People have pointed out that the show has some resonances with our contemporary fears about terrorism.

Along the same lines, it goes back to your not knowing what other people’s intentions are towards you. And it’s not just terrorism, it’s anyone who wants to kill. They could be sitting next to you in class, they could be on campus. Horror of any kind is dependent on a certain amount of insecurity and paranoia from the audience. And it feeds on that and works on that.

The show has a 15-episode season, which is on the shorter side for a network show, and it’s also more serialized with more of a focused on an overarching story. Did that appeal to you as an actor?

That was a big part of it. I think as an actor I would find it a little run of the mill doing procedurals where it’s the same sort of thing week in and week out.

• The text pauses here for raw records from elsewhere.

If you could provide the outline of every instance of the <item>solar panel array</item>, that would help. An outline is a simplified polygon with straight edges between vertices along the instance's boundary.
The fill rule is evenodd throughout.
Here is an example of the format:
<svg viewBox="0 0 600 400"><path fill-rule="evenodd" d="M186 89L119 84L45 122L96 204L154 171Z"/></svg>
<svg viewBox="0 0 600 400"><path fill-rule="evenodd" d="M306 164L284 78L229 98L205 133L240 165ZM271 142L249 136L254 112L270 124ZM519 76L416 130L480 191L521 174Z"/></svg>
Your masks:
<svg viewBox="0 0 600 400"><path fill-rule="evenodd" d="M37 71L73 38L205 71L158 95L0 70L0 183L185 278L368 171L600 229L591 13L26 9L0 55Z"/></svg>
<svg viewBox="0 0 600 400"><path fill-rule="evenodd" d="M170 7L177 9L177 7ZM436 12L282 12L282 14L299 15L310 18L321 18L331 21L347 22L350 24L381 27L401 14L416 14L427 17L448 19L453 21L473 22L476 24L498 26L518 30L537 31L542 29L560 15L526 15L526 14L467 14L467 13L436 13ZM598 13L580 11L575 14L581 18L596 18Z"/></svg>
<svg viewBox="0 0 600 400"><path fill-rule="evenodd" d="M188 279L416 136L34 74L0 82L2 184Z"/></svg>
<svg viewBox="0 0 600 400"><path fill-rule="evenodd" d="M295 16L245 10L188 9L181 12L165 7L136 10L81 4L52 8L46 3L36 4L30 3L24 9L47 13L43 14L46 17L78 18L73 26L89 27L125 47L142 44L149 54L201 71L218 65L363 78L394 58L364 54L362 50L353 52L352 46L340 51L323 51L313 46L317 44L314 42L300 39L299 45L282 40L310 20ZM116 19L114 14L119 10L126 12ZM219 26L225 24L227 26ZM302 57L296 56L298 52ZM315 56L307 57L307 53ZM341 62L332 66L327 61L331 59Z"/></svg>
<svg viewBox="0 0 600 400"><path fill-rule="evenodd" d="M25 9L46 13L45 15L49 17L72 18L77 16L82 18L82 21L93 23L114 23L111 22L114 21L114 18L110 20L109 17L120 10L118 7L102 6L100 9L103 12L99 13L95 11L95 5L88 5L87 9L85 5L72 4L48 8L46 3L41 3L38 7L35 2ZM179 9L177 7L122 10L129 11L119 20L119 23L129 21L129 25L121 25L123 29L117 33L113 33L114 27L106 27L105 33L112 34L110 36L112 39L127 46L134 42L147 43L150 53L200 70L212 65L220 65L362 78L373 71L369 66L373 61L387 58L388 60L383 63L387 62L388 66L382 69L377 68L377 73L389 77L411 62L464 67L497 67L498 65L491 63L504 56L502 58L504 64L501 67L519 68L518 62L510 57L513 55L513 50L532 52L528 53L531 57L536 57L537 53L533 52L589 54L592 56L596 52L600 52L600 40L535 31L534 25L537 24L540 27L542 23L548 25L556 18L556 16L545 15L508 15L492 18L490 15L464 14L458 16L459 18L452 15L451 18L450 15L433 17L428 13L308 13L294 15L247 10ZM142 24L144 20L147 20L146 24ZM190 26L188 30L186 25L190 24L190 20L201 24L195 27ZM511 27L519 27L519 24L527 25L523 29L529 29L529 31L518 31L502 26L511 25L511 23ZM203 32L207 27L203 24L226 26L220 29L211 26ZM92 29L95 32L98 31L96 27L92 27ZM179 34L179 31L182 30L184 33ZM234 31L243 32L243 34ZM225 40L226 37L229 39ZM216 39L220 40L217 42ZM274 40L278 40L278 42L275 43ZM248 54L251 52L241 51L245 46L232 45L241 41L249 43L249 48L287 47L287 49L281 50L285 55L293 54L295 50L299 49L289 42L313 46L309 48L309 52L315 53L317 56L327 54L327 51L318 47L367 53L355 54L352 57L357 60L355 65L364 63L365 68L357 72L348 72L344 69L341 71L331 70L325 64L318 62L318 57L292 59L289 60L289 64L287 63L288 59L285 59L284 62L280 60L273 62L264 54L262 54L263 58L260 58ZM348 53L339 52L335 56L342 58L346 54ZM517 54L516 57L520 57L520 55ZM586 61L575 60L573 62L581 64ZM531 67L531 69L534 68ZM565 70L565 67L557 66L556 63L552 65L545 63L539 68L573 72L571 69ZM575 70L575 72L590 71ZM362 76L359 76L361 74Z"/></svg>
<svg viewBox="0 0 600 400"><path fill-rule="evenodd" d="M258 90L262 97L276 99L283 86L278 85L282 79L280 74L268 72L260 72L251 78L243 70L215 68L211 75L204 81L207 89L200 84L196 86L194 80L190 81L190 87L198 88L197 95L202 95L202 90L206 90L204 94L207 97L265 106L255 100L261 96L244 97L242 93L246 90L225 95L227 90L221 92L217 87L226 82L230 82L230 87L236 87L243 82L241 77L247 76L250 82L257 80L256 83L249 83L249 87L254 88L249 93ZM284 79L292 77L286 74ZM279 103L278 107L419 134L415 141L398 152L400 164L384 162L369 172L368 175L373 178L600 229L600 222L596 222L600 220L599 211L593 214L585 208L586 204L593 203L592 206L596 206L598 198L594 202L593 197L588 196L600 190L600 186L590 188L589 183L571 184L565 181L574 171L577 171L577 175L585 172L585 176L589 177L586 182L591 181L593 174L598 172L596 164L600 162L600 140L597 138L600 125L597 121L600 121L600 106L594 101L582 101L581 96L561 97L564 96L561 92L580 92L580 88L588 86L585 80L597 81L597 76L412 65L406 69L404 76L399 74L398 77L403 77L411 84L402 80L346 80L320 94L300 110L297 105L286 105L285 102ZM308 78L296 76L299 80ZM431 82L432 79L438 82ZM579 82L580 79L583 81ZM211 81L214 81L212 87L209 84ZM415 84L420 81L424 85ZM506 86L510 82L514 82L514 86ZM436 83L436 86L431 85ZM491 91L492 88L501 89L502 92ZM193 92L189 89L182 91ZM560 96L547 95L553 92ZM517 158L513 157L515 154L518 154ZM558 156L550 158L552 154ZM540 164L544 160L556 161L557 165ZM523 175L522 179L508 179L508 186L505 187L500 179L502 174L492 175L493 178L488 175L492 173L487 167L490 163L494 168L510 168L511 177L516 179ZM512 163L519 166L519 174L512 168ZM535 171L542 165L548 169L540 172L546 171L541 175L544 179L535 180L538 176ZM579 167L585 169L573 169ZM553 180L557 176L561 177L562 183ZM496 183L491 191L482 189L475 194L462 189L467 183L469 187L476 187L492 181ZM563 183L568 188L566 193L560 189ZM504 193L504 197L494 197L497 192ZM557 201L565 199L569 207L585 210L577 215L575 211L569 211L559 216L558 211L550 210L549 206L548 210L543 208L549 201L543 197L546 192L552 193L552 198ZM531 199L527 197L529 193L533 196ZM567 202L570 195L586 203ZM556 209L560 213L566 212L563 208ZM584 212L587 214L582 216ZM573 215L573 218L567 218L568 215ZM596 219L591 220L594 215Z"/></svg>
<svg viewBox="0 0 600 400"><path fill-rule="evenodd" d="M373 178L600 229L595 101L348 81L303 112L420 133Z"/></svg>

Your character doesn’t get to grow very much, which purely from an actor’s point of view you want to see an arc of your character.

I was fortunate enough to do an HBO show, “Rome,” in which my arc was built in by historical fact, and over the course of 22 episodes we were able to tell the stories of these people. We had a beginning and middle and end and as we went on you changed every week. For me, playing Joe Carroll, he started off as one thing and has ended up as something else entirely. That’s one of the great attraction for me playing this part.